The singer with The Police also played bass, which struck me as quite clever and quite “un-punk.” After the second number, he struck up a rapport with the audience of mostly students. A little too familiar, I remember thinking at the time, not knowing then that Sting had been a teacher and spoke “student” way better than he would ever speak “punk.”
Sting: We’ve got the Heartbreakers coming on next.
(Cheer from me and one or two others)
Sting: They can’t play, you know.
Me: Fuck off!
Sting: Who said “Fuck off”?
Me: I did. (all of this going down onto the cassette tape)
Sting: It’s true. They’re great guys but they can’t play.
Me: Fuck off, you wanker!
Sting: You’ll see. This next song is called “Fall Out”! 1 2 3 4 . . .
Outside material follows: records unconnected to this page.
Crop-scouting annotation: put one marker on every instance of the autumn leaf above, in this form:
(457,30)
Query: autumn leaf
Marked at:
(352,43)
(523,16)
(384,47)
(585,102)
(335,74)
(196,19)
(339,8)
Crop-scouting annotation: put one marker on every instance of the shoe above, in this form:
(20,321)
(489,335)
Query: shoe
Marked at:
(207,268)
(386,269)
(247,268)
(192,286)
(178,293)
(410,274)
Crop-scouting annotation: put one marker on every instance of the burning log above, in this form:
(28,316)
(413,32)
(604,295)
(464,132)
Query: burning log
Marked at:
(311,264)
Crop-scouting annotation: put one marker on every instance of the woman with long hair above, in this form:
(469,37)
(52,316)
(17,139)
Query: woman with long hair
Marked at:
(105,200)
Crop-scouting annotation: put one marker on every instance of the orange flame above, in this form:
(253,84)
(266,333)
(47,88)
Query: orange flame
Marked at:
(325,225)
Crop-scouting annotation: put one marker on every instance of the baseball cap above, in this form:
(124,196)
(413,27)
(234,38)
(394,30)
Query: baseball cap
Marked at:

He was wrong about the Heartbreakers. They were awesome that night. At the BBC in 1993, filming “Ordinary World” for Top of the Pops, I was standing next to Sting watching a playback of our performance on a monitor. I thought to myself, I’ve got to tell him about that night, but before I opened my mouth he half-turned to me and said, “I wish I’d written that song.”
Let’s leave it at that then, I thought.
Seeing The Human League for the first time was another turning point. Nick and I saw them supporting Siouxsie and the Banshees and Penetration at the Mayfair Ballroom in the Bullring shopping center and watched in stunned, amazed silence. They had no drummer. No guitars.
They had three synthesizers and a drum machine instead.
So what made for a much more exciting proposition than me attempting to teach Nick guitar was for us somehow to get hold of a synthesizer and make that his instrument.
Nick’s mom, Sylvia, made a £200 purchase of the first Wasp synthesizer to arrive in Birmingham, at Woodroffe’s music store. It was the best investment she ever made.
We also bought a Kay rhythm box for fifteen pounds. It had presets such as “mambo,” “foxtrot,” “slow rock,” and “waltz.” So with Nick controlling the keys, setting the tempos, and pushing the buttons on the Kay, Steve Duffy singing and on bass, and myself on guitar, the three of us made our first recordings on a cassette tape recorder in the space above Nick’s mom’s toy store. The resulting “album” was called Dusk and Dawn. We named the band Duran Duran.
Where did the name come from? Every fan knows that. From the film Barbarella, which starred Jane Fonda as the most gorgeous astronaut detective the galaxy has ever seen, who is sent on a mission to “Find Durand-Durand and . . . preserve the security of the stars.”
So why not Durand-Durand the band? Because you can’t hear the final Ds in the film, nor the hyphen, and there was no imdb.com back then.
Poor old Duran(d), played by Milo O’Shea, had stolen the Excessive Machine—a machine guaranteed to give women extreme pleasure and more—and who could blame him? Woody Allen would parody it with his invention of the orgasmatron. Barbarella is a masterpiece of Euro-kitsch and we have been forever proud of our association with it.
We brought in Steve’s friend Simon Colley to play clarinet and occasional bass for Duran Duran’s first live appearance, in our college lecture hall on April 5, 1979, at 6:00 P.M.—practically during class time. It was performance art in a sense. I listened to a recording of it recently. It’s hard to imagine that band selling out Madison Square Garden, but as a shoegazer, noise-making concern, along the lines of My Bloody Valentine or the Jesus and Mary Chain, we could have had an entirely different career experience.
Our friends showed up—maybe twenty or thirty in all—to support us, and we took advantage of the projection screen to show abstract slides that were meant to enhance the meaning of the songs. The Human League had done that too.
Music was moving on and we were moving with it. We were the zeitgeist. Since Shock Treatment, we had been unconsciously tapping into all the changes that were happening in the culture. We were evolving away from the three-chord angry noise. We aspired to something else, something fresh. Multimedia, fashion, dance, art. We wanted it all in the mix.
The cover of Dusk and Dawn featured a black-and-white photocopy of a New York streetscape shot on long exposure, car lights trailing up and down Park Avenue.